Observed and simulated grain yield correlated very well giving an r=0.87 a slope of 0.76 and D of 0.93 (Table 3, Figure 2B) indicating that the model explained 76% of the relationship between observed and modeled durum wheat grain yield with an agreement (D) of 93%. The good agreement between measured and simulated is also reflected in the statistical analysis, with low average absolute error and root mean square error. The grain yield was also well simulated with the observed yield giving a coefficient of efficiency (E) of 0.76, i.e., with a simulation capacity of 76%.
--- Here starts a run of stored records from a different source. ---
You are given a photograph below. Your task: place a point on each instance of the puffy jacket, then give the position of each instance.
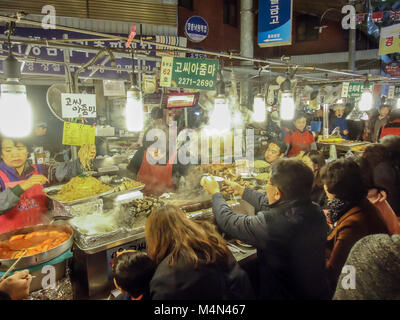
(206, 282)
(290, 240)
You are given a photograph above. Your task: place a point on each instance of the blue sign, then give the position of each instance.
(196, 29)
(197, 55)
(56, 55)
(275, 23)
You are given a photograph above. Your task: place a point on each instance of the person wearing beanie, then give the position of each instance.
(376, 262)
(339, 121)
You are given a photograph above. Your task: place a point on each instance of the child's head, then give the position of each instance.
(339, 110)
(384, 110)
(133, 271)
(300, 121)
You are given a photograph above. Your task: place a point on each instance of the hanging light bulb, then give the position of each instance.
(287, 107)
(237, 119)
(134, 110)
(134, 114)
(220, 118)
(259, 111)
(15, 111)
(366, 101)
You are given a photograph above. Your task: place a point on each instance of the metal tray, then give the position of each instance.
(69, 203)
(39, 258)
(127, 191)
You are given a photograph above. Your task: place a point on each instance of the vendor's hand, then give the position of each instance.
(36, 179)
(17, 286)
(210, 185)
(236, 187)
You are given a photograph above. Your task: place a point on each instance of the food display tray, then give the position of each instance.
(69, 203)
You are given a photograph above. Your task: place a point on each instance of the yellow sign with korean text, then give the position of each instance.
(390, 40)
(190, 73)
(78, 134)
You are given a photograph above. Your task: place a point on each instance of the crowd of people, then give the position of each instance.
(314, 222)
(303, 245)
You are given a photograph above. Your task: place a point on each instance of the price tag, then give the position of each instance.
(345, 89)
(391, 92)
(77, 134)
(78, 105)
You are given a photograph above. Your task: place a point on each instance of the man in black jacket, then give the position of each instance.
(288, 230)
(16, 287)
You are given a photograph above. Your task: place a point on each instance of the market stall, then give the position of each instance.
(100, 207)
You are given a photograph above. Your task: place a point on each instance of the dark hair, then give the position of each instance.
(343, 178)
(24, 141)
(170, 233)
(298, 115)
(373, 155)
(385, 106)
(156, 113)
(293, 178)
(317, 158)
(392, 144)
(281, 144)
(133, 272)
(394, 115)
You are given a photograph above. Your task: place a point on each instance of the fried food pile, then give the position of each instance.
(359, 148)
(138, 210)
(219, 170)
(85, 156)
(127, 185)
(34, 242)
(81, 187)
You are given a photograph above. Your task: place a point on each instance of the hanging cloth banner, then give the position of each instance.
(77, 134)
(390, 40)
(275, 23)
(189, 73)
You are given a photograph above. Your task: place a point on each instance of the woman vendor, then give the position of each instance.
(67, 170)
(152, 166)
(22, 201)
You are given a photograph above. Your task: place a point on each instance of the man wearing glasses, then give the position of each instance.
(288, 230)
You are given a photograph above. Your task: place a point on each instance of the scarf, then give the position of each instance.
(337, 208)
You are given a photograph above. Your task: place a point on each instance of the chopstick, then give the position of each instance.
(13, 266)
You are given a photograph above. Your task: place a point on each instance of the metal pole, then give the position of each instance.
(352, 46)
(326, 121)
(108, 36)
(246, 46)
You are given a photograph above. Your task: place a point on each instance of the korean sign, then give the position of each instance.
(77, 134)
(189, 73)
(76, 105)
(356, 89)
(275, 23)
(397, 91)
(196, 29)
(390, 40)
(77, 56)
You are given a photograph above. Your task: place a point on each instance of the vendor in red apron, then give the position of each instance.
(22, 201)
(157, 169)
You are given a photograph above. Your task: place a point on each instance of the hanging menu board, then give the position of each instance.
(189, 73)
(78, 105)
(356, 89)
(77, 134)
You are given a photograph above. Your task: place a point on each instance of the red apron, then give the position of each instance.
(158, 179)
(28, 210)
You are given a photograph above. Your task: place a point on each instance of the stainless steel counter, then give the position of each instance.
(91, 271)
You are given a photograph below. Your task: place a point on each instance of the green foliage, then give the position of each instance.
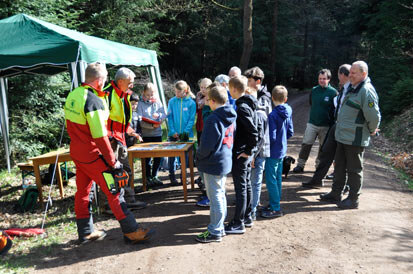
(36, 114)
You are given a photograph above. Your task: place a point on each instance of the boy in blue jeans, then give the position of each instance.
(280, 129)
(214, 159)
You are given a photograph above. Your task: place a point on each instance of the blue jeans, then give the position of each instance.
(273, 179)
(215, 187)
(256, 182)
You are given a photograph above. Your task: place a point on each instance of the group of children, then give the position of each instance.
(241, 128)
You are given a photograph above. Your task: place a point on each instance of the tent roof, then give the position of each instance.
(30, 45)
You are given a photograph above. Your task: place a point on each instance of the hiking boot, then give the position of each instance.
(348, 204)
(156, 181)
(139, 236)
(330, 198)
(136, 205)
(203, 202)
(174, 181)
(272, 214)
(96, 235)
(346, 189)
(207, 237)
(232, 228)
(312, 184)
(248, 222)
(298, 169)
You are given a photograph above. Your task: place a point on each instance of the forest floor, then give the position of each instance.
(312, 236)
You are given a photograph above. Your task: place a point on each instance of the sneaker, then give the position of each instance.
(272, 214)
(312, 184)
(348, 204)
(298, 169)
(203, 202)
(136, 204)
(232, 228)
(248, 222)
(156, 181)
(207, 237)
(139, 236)
(174, 181)
(96, 235)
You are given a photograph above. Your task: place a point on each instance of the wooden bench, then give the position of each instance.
(26, 169)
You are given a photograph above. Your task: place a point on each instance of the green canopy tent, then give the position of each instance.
(33, 46)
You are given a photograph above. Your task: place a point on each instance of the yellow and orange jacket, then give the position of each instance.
(120, 113)
(86, 113)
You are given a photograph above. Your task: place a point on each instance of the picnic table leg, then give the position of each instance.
(132, 182)
(59, 180)
(38, 182)
(183, 169)
(191, 165)
(143, 164)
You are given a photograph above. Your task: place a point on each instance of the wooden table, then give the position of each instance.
(163, 149)
(46, 159)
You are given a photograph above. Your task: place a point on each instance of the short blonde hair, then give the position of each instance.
(182, 86)
(206, 80)
(95, 71)
(279, 93)
(149, 86)
(240, 83)
(218, 94)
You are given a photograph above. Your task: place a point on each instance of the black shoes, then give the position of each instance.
(298, 169)
(248, 222)
(232, 228)
(330, 198)
(207, 237)
(312, 184)
(348, 204)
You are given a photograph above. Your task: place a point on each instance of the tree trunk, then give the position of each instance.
(272, 78)
(247, 32)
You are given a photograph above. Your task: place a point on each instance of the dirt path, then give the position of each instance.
(312, 237)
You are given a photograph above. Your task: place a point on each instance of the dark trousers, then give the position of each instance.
(156, 163)
(349, 163)
(326, 156)
(241, 172)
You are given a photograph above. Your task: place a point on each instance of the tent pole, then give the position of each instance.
(155, 76)
(4, 121)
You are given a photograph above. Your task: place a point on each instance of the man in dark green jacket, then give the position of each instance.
(358, 119)
(321, 117)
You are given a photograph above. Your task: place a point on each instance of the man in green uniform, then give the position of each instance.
(321, 117)
(358, 119)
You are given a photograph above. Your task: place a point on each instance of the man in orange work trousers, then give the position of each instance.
(86, 114)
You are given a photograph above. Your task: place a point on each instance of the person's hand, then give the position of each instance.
(244, 155)
(118, 165)
(375, 132)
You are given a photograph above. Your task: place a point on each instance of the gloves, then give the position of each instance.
(118, 165)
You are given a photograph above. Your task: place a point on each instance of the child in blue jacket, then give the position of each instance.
(181, 119)
(280, 126)
(214, 158)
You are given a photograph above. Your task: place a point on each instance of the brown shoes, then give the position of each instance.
(139, 236)
(96, 235)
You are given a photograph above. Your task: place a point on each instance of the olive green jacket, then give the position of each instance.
(359, 115)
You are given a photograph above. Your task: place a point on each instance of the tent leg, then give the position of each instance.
(4, 121)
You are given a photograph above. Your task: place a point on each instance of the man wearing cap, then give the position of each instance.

The Studied T-test showed that the simulated grain yield was not significantly different (P>0.05) from the observed grain yield, with RMSE and AAE of 0.196 and 0.161 t ha-1, respectively (Table 3). Leng and Hall (2020) used a regression model to simulate changes in historical maize yield from observations, with r and RMSE of 0.51* and 7.52, respectively. The RMSE and AAE values when expressed as a percentage of the average observed grain yield were 7.68 and 6.31%, respectively. Overall, the difference between the simulated and observed grain yield was <0.0001%, the performance of the model concerning RMSE was estimated at 92.32%, and the accuracy to AAE was 93.69%, which suggests that the model has high precision in predicting grain yield under semi-arid conditions, surpassing the results of Mkhabela et al. (2011), who developed a regression model as a predictor and reported that the model explained 47 to 80% of grain yield variability in prairie spring wheat, with RMSE ranging from 6 to 34% of average yield.
CONCLUSIONS
The study provides valuable insights into estimating grain yield losses in durum wheat under semi-arid conditions through a mathematical model based on grain moisture. Genotype variations were significant in key parameters such as protein content, test weight, and content of yellow berry when the BOS genotype exhibited the highest proportions of GY, TW, and YB (2,063 t ha-1, 81.97 kg hL-1, and 10.50%, respectively) with the lowest protein content (13.70%), OB. On the other hand, showed values significantly close to BOS in terms of GY and YB but had higher protein content (15.40%) and lower TW (79.47 kg hL-1), GTA dur demonstrated a tolerance to yellow berry (1.00%), featuring a higher proportion of vitreous grains. This highlighted the importance of genotype selection in crop management. The study establishes a strong positive correlation between decreasing grain moisture in the field and subsequent grain yield loss. This relationship can be predicted accurately using a robust mathematical model. Statistical analysis confirms the model's effectiveness with low average absolute error (0.161 t ha-1) and root mean square error (0.196 t ha-1), resulting in a 76% simulation capacity as indicated by the coefficient of efficiency. Furthermore, the research emphasizes the critical role of timely harvesting after grain physiological maturity to minimize yield loss. In summary, this study equips durum wheat farmers in semi-arid regions with valuable tools and insights for optimizing grain yield and quality through genotype selection and harvest timing. The developed model's high precision and accuracy make it a valuable resource for durum wheat cultivation in challenging semi-arid environments.